The stick of international law? Reparations
International law is not a perfect vehicle for justice, and a longstanding criticism has been its failure to be enforced.
But Dr Hicks said that — again — the ICJ addressed this squarely by stating clearly that countries could be liable for penalties, including reparations, if they commit these “wrongful acts” of climate harm.
“If there is no clear consequence to breaching [human rights], we are not as good at paying attention. Once you’re talking about reparations being a possibility, or other forms of liability and consequences being in play, that is also going to change.”
The ICJ was asked to consider this issue by Vanuatu and other low-lying island states, which are suffering the consequences and costs of climate change, for which they bear little responsibility.
South Tarawa in the central Pacific island nation of Kiribati stands just metres above sea level and is desperately vulnerable to the impacts of climate change. (Reuters: David Gray/File photo)
On Friday, Vanuatu’s special envoy on climate did not rule out launching litigation against large polluting countries like Australia. Any theoretical case could potentially be heard in the ICJ’s dispute court.
A spokesperson for the Australian government told the ABC it is carefully considering the court’s opinion.
“The unprecedented participation by other countries in the ICJ proceedings reflects that we’re not alone in recognising the challenges and opportunities of responding to climate change.

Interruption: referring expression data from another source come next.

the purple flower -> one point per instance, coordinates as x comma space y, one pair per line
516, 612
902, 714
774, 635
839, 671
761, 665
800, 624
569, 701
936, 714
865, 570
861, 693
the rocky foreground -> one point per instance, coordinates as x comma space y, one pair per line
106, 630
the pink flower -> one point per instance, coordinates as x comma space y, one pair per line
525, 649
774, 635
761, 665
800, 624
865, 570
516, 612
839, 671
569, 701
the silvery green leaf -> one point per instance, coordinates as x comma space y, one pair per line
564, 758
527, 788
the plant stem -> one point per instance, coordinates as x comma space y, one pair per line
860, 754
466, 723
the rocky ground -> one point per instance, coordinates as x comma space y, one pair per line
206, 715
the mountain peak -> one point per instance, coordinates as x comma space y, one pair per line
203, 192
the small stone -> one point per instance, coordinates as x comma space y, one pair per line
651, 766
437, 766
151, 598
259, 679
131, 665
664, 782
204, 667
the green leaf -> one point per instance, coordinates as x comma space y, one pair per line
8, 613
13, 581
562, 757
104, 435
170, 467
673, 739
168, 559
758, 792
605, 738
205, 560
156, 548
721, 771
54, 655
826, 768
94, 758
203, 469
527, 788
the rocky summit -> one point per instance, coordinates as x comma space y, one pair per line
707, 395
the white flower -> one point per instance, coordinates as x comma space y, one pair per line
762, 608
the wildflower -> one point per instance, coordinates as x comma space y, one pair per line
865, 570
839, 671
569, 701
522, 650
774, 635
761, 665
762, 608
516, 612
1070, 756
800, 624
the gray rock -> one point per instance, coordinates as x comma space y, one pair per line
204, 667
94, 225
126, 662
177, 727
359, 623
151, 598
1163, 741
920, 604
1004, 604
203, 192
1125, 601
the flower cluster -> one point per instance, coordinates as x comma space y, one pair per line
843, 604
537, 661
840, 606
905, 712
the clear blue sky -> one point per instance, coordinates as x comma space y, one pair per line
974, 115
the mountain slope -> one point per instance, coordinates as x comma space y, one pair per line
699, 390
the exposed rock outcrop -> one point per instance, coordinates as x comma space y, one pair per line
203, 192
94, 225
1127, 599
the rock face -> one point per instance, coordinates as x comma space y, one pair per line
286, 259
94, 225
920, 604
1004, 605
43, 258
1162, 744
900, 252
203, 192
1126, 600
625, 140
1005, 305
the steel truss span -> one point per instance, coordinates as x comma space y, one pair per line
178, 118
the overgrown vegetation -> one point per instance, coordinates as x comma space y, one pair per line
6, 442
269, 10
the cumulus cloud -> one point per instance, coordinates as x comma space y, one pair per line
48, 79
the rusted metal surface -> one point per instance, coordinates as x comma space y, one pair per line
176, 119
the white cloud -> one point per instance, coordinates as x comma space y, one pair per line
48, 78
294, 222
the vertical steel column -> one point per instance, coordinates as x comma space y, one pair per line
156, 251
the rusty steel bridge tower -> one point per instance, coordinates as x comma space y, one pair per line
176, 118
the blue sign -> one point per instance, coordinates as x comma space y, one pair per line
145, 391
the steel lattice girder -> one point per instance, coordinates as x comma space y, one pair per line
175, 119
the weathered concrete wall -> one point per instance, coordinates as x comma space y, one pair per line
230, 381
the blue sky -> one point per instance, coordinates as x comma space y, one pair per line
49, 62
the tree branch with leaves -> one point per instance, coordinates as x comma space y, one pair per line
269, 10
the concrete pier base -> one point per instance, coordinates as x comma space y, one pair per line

“…we remain steadfast in our commitment to working together with the Pacific to strengthen global climate action.”
Climate ruling puts Australia on notice
International law may not be strictly enforceable, but ignoring it would also affect Australia’s international, diplomatic and moral standing, if there were any case.

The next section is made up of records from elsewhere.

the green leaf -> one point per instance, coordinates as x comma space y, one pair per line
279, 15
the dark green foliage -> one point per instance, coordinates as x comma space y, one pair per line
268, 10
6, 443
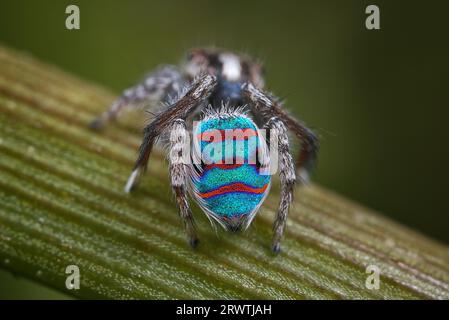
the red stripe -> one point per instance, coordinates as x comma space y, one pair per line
234, 187
239, 134
222, 166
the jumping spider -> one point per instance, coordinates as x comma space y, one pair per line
228, 88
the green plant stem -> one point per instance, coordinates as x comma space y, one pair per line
61, 203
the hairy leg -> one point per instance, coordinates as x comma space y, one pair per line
179, 138
156, 87
287, 177
198, 93
268, 106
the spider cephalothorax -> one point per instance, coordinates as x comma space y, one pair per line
220, 155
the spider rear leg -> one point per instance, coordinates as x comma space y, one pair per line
155, 87
198, 93
179, 167
263, 103
287, 176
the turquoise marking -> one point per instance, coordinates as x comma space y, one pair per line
230, 203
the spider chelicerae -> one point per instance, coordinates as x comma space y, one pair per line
213, 93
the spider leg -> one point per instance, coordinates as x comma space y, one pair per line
268, 106
287, 176
179, 175
199, 92
154, 88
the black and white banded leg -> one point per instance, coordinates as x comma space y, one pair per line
156, 87
179, 139
196, 95
287, 176
265, 104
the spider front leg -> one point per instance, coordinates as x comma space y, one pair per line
287, 176
268, 106
198, 93
155, 87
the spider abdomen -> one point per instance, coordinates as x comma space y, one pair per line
229, 183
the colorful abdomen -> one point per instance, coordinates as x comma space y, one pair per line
229, 183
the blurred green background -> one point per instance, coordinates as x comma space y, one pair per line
377, 98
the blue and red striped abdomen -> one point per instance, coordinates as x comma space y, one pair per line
228, 183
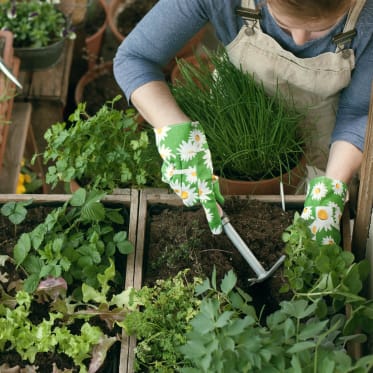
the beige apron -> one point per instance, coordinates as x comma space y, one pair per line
312, 83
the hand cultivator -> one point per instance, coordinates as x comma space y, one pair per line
248, 255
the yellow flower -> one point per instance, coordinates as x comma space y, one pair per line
20, 189
27, 178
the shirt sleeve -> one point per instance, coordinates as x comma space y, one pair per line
352, 114
156, 39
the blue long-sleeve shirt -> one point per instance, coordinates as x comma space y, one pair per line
171, 23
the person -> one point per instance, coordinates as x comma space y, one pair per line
319, 53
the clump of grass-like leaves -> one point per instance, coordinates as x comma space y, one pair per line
251, 134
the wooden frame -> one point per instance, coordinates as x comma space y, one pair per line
126, 197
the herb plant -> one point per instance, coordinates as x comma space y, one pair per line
160, 322
76, 241
34, 23
263, 130
228, 336
327, 276
103, 151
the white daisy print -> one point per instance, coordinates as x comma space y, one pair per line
165, 152
337, 215
207, 160
314, 229
176, 187
169, 171
324, 218
188, 195
203, 191
161, 133
187, 151
217, 230
337, 187
307, 213
209, 215
327, 240
198, 138
191, 174
319, 191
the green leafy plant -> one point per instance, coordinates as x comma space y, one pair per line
263, 130
75, 241
160, 322
34, 23
228, 336
62, 330
327, 276
103, 151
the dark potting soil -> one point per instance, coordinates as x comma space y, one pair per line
100, 90
132, 13
49, 361
179, 238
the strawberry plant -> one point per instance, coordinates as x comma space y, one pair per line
75, 241
228, 335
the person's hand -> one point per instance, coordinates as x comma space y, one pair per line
323, 208
187, 168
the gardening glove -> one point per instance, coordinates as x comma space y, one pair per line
187, 168
323, 208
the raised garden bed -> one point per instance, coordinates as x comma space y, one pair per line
126, 205
171, 238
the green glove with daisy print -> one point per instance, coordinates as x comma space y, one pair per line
187, 168
323, 209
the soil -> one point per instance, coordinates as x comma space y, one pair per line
131, 14
179, 238
100, 90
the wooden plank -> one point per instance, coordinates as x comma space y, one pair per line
49, 84
365, 195
59, 198
129, 342
18, 129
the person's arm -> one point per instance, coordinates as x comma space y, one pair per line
157, 106
344, 161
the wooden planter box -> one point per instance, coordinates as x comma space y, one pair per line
152, 197
126, 198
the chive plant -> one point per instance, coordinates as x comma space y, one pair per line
252, 135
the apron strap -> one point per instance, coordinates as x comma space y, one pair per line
344, 39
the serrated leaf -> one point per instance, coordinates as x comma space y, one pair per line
78, 198
22, 248
301, 346
229, 282
312, 329
223, 319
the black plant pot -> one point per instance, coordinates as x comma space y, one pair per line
39, 58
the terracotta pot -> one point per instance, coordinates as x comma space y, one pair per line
103, 90
117, 6
74, 9
93, 42
290, 180
192, 60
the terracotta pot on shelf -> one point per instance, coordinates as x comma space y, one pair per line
94, 41
88, 85
74, 9
117, 6
291, 183
34, 59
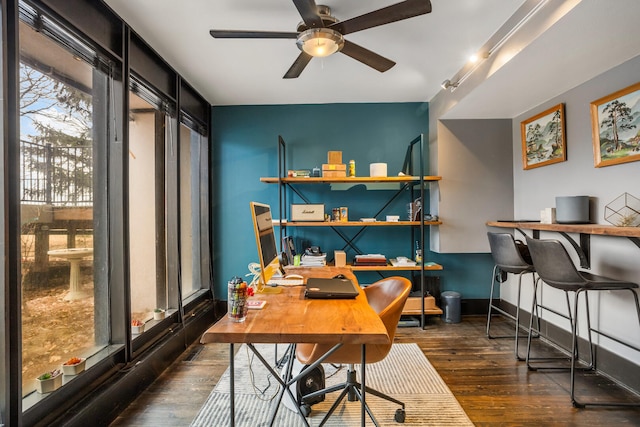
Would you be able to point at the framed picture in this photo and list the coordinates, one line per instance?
(543, 138)
(615, 127)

One example of an international legal fight in the ICJ is Australia’s case against Japan over its whaling program in Antarctica. Australia successfully argued that Japan was breaching international law, and Japan was ordered to stop the program.

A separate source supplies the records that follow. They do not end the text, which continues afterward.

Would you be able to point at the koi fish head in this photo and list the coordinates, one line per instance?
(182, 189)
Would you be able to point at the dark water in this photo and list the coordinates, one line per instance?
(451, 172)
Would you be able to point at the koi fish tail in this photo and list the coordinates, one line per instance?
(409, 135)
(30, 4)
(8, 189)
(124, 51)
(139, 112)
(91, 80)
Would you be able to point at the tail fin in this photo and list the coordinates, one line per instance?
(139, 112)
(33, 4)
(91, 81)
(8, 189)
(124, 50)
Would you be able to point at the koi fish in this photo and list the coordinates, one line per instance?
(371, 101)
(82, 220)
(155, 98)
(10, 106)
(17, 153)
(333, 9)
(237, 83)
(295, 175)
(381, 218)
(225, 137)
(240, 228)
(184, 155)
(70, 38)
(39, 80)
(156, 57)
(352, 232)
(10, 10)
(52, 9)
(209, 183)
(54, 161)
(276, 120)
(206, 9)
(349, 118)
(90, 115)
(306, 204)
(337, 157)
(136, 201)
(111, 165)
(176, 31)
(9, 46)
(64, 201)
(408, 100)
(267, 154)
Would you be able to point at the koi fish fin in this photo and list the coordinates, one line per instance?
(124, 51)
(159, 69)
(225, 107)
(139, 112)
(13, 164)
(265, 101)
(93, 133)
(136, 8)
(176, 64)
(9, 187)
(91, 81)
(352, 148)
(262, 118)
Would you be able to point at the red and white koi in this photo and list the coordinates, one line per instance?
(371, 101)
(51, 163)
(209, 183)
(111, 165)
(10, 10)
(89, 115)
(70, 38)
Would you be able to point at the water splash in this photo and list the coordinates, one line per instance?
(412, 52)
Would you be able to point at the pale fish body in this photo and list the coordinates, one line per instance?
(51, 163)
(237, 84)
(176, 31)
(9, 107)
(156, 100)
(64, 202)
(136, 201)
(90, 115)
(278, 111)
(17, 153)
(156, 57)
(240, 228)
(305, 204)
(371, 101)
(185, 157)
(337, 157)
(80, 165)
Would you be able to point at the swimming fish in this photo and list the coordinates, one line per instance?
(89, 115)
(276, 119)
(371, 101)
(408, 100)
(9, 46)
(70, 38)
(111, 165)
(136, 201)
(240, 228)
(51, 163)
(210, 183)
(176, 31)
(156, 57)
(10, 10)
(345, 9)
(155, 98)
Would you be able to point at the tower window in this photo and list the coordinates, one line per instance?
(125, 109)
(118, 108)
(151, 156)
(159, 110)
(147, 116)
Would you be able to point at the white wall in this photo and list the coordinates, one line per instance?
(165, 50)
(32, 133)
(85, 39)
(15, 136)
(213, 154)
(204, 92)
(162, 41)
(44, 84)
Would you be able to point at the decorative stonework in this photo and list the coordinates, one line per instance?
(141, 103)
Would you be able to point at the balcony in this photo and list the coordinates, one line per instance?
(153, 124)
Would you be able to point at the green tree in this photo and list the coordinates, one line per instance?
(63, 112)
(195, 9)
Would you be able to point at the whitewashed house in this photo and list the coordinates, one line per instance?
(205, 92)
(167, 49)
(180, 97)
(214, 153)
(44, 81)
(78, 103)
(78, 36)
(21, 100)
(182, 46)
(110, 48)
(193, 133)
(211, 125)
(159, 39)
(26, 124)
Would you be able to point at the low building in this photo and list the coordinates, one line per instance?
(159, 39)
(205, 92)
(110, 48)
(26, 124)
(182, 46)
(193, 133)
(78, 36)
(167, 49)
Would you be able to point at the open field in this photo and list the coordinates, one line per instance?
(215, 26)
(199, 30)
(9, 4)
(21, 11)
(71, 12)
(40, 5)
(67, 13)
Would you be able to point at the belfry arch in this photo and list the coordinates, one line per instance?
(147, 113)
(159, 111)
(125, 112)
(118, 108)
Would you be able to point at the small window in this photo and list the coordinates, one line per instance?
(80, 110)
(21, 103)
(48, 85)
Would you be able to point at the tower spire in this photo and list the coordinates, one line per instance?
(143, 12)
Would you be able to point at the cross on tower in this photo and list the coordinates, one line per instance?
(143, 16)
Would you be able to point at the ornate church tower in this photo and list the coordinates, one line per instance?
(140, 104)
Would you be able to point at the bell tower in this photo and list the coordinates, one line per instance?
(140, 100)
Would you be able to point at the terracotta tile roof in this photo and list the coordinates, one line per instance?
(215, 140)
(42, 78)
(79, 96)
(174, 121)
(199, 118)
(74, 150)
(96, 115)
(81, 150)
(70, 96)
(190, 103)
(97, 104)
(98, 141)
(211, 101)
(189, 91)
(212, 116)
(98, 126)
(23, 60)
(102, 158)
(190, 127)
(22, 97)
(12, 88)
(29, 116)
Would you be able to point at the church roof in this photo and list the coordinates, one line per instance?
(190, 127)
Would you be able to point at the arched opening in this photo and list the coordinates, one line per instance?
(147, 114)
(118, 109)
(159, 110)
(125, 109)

“I think it puts the Australian government on notice that the actions that it’s taking — particularly connected with exports and downstream emissions — are opening it and future Australian publics and taxpayers up to liability,” Dr Hicks said.
“The position that Australia is in today is a lot more uncomfortable than it was yesterday or the day before the decision.”
This legal opinion comes as Australia finalises its 2035 emissions targets, which the ICJ opinion stressed must be its “highest possible ambition”.
EJA’s Ms Berryman believes this legal advice sets out a road map for the federal government’s response to climate change.
“I think starting with setting a really ambitious target and then working towards a rapid phase-out of fossil fuels is really the only way to achieve compliance with the standards that the ICJ has set for the countries.”
Failure to do so could leave all Australians on the hook for the mounting costs of catastrophic climate change.